É um pouco meu, um pouco seu.
Muito de nós dois.
terça-feira, 22 de fevereiro de 2011
Mais uma vez [...]
Saudades e indecisão: as duas palavras mais freqüentes dos meus últimos dias.
A dor é exclusivamente sua. Ninguém a sente por você, e além disso, como você a sente; é único, desolado, uma ruína dentro de si mesmo. Você encontra maneiras de encobrí-la, mas de nenhuma forma ela se dissolve como açúcar colocado em um copo d'água. Nada mais vai ser como antes, e talvez a dor esteja escondida aí. É como se diz, tentar encobrir o Sol com a peneira [...]

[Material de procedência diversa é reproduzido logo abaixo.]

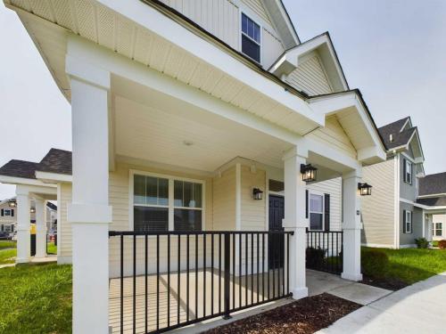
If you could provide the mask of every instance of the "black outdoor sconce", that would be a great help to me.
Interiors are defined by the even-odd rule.
[[[301,174],[302,175],[302,181],[313,182],[316,181],[318,168],[311,166],[311,164],[301,165]]]
[[[372,186],[368,183],[358,183],[358,189],[361,196],[368,196],[372,194]]]
[[[259,188],[252,189],[252,198],[254,200],[263,199],[263,191]]]

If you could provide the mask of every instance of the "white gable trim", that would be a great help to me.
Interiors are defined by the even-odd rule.
[[[341,63],[336,56],[336,52],[327,33],[320,35],[313,39],[286,51],[269,68],[269,71],[277,77],[289,75],[293,70],[302,63],[306,55],[317,51],[322,61],[324,69],[330,81],[330,85],[336,92],[349,89],[347,80],[343,72]]]

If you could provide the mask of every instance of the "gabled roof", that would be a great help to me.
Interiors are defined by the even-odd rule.
[[[425,175],[419,179],[418,196],[446,194],[446,173]]]
[[[45,173],[71,175],[71,152],[70,151],[51,149],[37,165],[36,170]]]
[[[37,162],[25,160],[10,160],[0,167],[0,175],[36,179]]]
[[[314,51],[318,52],[334,91],[349,90],[349,84],[327,31],[286,50],[270,66],[268,70],[278,77],[281,77],[282,75],[289,75],[297,69],[307,54]]]

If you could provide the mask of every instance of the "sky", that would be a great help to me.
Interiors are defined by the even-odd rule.
[[[283,0],[301,40],[329,31],[378,126],[410,116],[426,174],[446,171],[446,1]],[[15,13],[0,4],[0,166],[71,149],[70,107]],[[15,187],[0,183],[0,200]]]

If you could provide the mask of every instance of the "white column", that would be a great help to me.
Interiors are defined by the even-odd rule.
[[[362,280],[360,249],[361,205],[358,190],[358,183],[360,181],[360,169],[343,175],[343,271],[341,277],[351,281]]]
[[[46,257],[46,219],[45,200],[36,199],[36,257]]]
[[[290,290],[294,299],[308,296],[305,281],[306,228],[305,217],[306,183],[301,181],[301,164],[306,163],[308,151],[293,148],[284,155],[285,218],[285,231],[293,231],[290,237]]]
[[[67,61],[72,118],[73,333],[109,332],[110,73]],[[82,78],[79,78],[82,77]]]
[[[20,185],[17,194],[17,257],[15,262],[23,264],[29,262],[31,257],[31,214],[29,194]]]

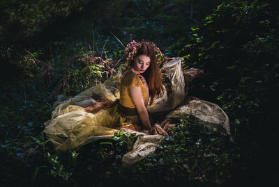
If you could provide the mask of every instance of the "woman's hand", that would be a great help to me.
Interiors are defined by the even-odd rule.
[[[144,105],[142,89],[138,86],[132,86],[130,88],[130,92],[142,124],[146,130],[149,130],[151,126],[147,110]]]

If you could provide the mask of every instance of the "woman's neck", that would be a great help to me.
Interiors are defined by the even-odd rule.
[[[129,69],[127,70],[127,71],[135,73],[136,74],[140,74],[140,73],[135,72],[134,68],[133,67],[130,67]]]

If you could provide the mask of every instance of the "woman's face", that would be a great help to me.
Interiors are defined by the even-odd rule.
[[[135,58],[132,67],[136,74],[142,74],[149,67],[150,63],[150,58],[146,55],[141,54]]]

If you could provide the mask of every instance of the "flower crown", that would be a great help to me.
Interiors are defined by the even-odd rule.
[[[137,53],[137,50],[140,49],[140,47],[141,44],[135,42],[135,40],[133,40],[126,45],[126,47],[125,47],[124,51],[127,61],[130,62],[133,60],[134,60],[134,56]]]

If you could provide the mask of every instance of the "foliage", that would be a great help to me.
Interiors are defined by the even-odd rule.
[[[183,42],[176,55],[205,70],[204,79],[193,83],[199,88],[190,94],[218,104],[228,114],[233,136],[242,147],[241,164],[255,168],[243,166],[247,170],[241,172],[250,174],[265,170],[266,165],[252,163],[255,155],[270,152],[264,143],[278,136],[273,123],[278,104],[278,11],[265,1],[223,3],[192,28],[189,40],[181,38],[169,49],[173,51]]]
[[[1,70],[13,73],[1,80],[1,185],[227,186],[267,175],[260,166],[273,165],[276,155],[263,145],[278,136],[272,125],[279,82],[274,6],[226,1],[209,15],[223,1],[20,1],[0,3]],[[122,168],[121,158],[137,137],[123,131],[78,153],[54,152],[42,131],[56,96],[76,95],[116,74],[123,63],[121,42],[132,38],[161,49],[174,42],[166,54],[204,69],[188,94],[221,106],[232,137],[209,132],[188,116],[153,156],[130,168]]]

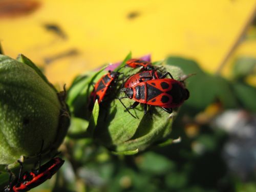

Estou tentando, juro que sim. Descobrindo, quem sabe, novos horizontes para amenizar essa ferida não cicatrizada, eterna. Eterna como a sua falta [...]
domingo, 13 de fevereiro de 2011
Entrelinhas.
Tudo acaba se tornando puro mistério. O fato de encontrarmos pessoas através de outras, a necessidade de estabelecer ligações e além disso, a vontade de mantê-las. Me pergunto ás vezes se há algum motivo, alguma razão. Quem sabe sim, quem sabe não. Afinal, como saber? Aos poucos, as pessoas vão se tornando próximas, vão aproximando laços. Mas na verdade, nunca ninguém vai saber explicar o sentido de tudo isso. Talvez já haja um sentimento que o defina, mas é melhor não citá-lo. Deixe-o transparecer, quem sabe, ler as entrelinhas.
quinta-feira, 10 de fevereiro de 2011
Eterno, nada mais.
Há tempos não tenho o que dizer. Me pego pensando se ás vezes transformo sentimentos em palavras, ou palavras em sentimentos. Tenho me sentido sozinha e um pouco perdida. Quem sabe apenas seja a falta que me faz. Apenas? Modesto seria. Nada disso! Apenas é limitado. O que sinto é muito maior. Tenho pensado em tudo que você não viu [...] Insano! Tantos sonhos que me retornam a memória... Aqueles risos emblemáticos e aqueles comportamentos instintivos. E que lindo! Seu jeito e suas manias. Lembranças, fotos, presentes sinceros. Presentes de compreensão, amizade, irmandade, eternidade. Sim, eterno. Eterna saudade. Eterna, você. Eu lembro de tudo e vejo que loucura essa vida é. Não há nada maior que isso. Nada mais intenso que tudo isso que você levou de mim, e que nunca mais vai voltar. Só espero, que em qualquer lugar, que tudo isso, nunca, seja esquecido. Só sei que sinto sua falta [...]
quarta-feira, 22 de dezembro de 2010
Melhor amiga, irmã de coração.
Mais fácil seria escrever se você estivesse aqui, mas agora você não está. Todas as lembranças, todo este amor, toda essa falta... Nada se explica. Lembrarei da gente aos 7 anos, brincando em piscinas de barro, se escondendo atrás de pedras e sendo picadas por abelhas. Lembrarei das nossas noites sem dormir, jogando baralho, ou apenas atormentando a minha avó. Ou também, das madrugadas frias em que nos aventuramos a pular na piscina, ou contar histórias de terror. Lembrarei das nossas brigas sempre acabadas com abraços e lágrimas, sem esquecer dos pedidos de desculpas prolongados. Lembrarei dos nossos planos de fugas, dos planos de comprar um apartamento e morarmos juntas. Lembrarei dos nossos tombos e machucados feios, dos trabalhos escolares, daquela proteção eterna que só você tinha. Lembrarei das nossas festas juntas, e dos segredos que só você sabe, e aqueles que só eu sei também. Lembrarei daqueles seus momentos de histeria em que você só precisava de alguém para chingar. Lembrarei das nossas viagens e aventuras, daquelas vezes que ríamos sozinhas por motivos que só a gente sabe. Lembrarei das tardes em que não fazíamos nada, apenas ficávamos conversando sobre a vida. Lembrarei de todos as barras que enfrentamos juntas, em relação a tudo. Você sempre esteve comigo, e eu sempre estive com você, independentemente do que digam. Claro, não posso esquecer daquele seu senso de humor que difere de qualquer outro, e que ás vezes me bagunçava toda. E definitivamente, obrigada. Obrigada por tudo, por dividir praticamente 11 anos de sua vida comigo. E sim, a gente viveu exatamente todo esse tempo, bem perto uma da outra, sem pedir nada, a não ser essa amizade. Somos metade uma da outra, sempre foi, e sempre vai ser assim. Agora você é meu anjo, e eu te peço proteção. Eu te amo além de qualquer coisa.